Going Tactile invites us to explore the transformative world of the protactile movement. Terra Edwards illuminates the profound ways Deaf Blind individuals navigate life beyond sight and sound with rigor and compassion. Going Tactile redefines language, identity, and community, a groundbreaking contribution to linguistic anthropology.
Miyako Inoue, Associate Professor of Anthropology and, by courtesy, of Linguistics, Stanford University
What is it like to live at the limits of language? And where does one go to ground a politics after the world has collapsed? In Going Tactile, Terra Edwards tracks the origins of the Protactile Movement and the emergence of DeafBlind Identity.
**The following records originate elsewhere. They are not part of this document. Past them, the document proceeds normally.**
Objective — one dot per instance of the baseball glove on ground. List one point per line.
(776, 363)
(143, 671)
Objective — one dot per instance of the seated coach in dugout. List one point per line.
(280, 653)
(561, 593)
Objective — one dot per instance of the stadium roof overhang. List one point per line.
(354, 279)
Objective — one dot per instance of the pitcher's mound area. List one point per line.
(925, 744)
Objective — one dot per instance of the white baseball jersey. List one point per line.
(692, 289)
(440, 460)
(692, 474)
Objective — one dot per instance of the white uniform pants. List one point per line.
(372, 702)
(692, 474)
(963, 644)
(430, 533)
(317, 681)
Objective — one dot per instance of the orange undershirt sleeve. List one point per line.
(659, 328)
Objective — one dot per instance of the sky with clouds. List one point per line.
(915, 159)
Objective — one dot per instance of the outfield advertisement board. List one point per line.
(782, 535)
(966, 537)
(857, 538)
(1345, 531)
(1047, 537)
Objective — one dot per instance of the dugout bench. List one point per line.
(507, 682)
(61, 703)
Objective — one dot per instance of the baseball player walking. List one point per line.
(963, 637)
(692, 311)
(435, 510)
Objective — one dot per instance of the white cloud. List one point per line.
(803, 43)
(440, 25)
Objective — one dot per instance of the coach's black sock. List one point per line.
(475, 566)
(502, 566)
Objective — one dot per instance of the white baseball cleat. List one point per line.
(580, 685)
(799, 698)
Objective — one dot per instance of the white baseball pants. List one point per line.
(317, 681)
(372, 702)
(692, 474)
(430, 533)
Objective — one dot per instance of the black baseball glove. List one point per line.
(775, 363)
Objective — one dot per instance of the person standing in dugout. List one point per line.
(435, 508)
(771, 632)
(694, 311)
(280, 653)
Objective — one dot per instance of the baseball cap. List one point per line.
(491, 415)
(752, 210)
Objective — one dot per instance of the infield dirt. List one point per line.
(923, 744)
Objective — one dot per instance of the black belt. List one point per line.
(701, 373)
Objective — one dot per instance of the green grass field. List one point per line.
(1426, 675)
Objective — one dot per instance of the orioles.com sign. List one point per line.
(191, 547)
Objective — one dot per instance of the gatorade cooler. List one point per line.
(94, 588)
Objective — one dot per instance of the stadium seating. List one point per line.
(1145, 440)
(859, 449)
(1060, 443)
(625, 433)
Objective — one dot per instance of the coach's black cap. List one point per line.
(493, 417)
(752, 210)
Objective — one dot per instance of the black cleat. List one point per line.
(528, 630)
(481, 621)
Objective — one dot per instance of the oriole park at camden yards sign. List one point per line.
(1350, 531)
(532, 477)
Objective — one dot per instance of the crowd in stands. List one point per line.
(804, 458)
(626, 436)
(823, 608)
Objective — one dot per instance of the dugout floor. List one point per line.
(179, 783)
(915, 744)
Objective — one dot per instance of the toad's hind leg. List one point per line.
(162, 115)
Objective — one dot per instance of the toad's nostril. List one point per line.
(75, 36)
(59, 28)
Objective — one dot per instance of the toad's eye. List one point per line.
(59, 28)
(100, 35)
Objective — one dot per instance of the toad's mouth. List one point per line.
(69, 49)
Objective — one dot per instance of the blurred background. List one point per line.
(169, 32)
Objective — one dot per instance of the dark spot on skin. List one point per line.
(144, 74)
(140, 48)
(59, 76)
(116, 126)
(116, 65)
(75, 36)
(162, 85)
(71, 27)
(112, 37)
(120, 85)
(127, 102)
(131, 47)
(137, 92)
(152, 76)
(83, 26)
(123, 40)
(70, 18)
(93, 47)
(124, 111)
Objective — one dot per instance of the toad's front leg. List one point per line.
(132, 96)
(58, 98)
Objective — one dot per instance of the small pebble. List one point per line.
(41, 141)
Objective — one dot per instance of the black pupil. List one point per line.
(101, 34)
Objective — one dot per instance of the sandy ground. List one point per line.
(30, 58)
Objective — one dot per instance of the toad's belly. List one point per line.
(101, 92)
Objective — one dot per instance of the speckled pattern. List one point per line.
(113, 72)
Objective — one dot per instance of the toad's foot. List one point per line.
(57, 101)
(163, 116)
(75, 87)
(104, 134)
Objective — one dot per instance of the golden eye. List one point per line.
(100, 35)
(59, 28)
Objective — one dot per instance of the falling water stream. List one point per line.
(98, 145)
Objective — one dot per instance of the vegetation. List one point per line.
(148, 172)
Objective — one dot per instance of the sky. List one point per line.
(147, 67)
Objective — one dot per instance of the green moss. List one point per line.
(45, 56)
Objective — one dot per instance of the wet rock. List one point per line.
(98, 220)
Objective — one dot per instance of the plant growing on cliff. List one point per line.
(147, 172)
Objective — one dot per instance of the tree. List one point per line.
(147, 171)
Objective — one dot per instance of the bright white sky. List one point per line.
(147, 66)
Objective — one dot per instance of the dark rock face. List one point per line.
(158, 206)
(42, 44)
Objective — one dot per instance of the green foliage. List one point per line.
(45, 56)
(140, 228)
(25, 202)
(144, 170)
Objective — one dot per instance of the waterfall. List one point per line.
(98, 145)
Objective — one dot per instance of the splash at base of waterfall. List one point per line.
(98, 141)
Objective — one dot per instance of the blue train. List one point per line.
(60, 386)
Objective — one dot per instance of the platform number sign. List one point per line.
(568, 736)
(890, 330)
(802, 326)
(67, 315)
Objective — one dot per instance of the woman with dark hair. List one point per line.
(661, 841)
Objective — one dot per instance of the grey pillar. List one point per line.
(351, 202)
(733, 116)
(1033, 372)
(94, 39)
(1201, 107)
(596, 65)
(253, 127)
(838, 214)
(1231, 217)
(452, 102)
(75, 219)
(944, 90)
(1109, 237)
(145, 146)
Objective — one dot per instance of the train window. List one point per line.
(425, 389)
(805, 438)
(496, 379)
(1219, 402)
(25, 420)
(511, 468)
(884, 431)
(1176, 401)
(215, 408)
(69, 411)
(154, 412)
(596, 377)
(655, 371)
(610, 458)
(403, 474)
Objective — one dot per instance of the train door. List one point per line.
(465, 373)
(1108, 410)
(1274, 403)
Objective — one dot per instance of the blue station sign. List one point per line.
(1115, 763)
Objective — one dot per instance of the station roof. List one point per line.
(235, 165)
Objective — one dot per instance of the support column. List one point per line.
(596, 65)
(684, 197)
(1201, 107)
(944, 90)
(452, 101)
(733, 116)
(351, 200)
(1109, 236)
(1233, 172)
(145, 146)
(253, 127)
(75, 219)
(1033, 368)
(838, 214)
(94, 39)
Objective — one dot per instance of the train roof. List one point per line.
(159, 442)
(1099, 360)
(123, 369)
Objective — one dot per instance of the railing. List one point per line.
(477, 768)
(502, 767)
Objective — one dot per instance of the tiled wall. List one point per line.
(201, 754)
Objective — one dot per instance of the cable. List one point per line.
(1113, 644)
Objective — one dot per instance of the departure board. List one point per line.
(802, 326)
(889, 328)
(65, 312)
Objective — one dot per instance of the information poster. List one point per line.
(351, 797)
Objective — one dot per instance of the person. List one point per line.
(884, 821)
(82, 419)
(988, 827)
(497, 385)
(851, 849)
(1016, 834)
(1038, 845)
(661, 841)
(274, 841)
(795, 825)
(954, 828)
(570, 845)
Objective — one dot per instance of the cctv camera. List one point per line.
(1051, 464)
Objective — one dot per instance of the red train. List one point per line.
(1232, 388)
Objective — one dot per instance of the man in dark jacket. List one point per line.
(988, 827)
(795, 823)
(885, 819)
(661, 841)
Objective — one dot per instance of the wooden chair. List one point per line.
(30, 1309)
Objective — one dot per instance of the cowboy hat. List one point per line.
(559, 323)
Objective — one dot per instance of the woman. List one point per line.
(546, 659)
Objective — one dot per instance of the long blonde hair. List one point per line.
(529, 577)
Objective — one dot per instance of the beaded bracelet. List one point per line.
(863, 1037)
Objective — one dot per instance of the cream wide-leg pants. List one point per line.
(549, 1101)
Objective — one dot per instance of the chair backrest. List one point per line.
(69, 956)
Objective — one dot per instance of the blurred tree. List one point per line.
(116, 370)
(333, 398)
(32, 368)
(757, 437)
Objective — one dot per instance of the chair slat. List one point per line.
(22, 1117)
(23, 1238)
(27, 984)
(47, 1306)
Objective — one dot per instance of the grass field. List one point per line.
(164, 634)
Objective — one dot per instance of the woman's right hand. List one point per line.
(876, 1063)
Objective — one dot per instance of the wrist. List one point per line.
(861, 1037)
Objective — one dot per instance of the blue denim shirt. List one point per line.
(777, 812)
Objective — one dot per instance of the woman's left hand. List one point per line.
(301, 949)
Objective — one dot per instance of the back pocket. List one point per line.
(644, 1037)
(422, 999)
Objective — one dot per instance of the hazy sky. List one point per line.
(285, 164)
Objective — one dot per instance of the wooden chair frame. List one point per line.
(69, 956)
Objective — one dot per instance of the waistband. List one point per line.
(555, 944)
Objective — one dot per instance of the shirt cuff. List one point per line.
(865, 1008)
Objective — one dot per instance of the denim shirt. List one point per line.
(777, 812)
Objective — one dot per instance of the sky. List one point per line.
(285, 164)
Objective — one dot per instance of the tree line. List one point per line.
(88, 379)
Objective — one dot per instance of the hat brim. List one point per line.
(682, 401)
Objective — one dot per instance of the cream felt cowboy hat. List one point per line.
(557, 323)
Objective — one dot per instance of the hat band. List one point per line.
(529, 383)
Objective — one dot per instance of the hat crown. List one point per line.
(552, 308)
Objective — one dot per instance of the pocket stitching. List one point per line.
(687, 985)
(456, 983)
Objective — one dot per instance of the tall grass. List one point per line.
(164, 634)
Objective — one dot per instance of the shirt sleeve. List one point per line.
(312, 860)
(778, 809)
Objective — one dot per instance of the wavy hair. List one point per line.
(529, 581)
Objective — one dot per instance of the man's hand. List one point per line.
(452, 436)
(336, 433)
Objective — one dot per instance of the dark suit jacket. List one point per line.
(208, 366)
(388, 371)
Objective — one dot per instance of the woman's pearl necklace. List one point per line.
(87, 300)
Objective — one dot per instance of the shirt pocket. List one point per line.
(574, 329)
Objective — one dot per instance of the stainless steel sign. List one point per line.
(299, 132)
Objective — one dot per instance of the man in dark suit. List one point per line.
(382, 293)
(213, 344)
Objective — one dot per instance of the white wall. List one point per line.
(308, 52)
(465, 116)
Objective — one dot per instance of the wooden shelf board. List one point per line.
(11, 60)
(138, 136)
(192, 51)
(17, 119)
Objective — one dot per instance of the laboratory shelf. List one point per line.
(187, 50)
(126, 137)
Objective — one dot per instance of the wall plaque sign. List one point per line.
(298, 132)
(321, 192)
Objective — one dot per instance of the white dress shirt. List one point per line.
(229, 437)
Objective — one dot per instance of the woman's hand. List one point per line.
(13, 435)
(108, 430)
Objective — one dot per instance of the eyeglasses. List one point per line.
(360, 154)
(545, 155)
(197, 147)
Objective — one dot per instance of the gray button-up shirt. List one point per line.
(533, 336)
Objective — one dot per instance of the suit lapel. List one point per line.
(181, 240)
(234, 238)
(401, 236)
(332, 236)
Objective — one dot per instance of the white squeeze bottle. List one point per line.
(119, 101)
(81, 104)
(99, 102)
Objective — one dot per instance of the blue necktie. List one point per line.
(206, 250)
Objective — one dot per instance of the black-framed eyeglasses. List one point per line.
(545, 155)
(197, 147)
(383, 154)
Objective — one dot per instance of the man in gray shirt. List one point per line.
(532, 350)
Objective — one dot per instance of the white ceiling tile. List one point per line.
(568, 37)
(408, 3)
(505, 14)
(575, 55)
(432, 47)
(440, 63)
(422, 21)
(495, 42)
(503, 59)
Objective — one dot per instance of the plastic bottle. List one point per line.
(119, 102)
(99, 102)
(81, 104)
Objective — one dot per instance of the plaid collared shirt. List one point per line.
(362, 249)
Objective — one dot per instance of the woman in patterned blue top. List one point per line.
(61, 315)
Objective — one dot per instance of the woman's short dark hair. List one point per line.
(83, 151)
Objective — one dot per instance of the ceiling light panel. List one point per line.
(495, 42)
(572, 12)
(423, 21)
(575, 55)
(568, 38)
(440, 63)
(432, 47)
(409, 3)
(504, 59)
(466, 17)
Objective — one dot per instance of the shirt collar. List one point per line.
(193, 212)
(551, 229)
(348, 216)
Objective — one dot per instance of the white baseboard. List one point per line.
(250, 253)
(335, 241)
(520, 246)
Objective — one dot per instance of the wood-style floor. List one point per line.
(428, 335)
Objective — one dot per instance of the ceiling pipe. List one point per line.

Working closely with brilliant activists and theorists in the DeafBlind community, and building on almost two decades of ethnographic fieldwork and linguistic analysis, she shows how DeafBlind people established autonomous spaces away from sighted norms and, in those spaces, 'willed an entire world into being'. In this superb study, Edwards ultimately reframes the relation between language and thought, by focusing on residence in the world as opposed to representations of the world. She thereby inaugurates a paradigm that she calls, Being for Speaking.
Paul Kockelman, Department of Anthropology, Yale University
The author's discussion of how language is (in)effectively used as a means of representing and navigating the world-and methods to improve such communication-is one of the book's greatest strengths.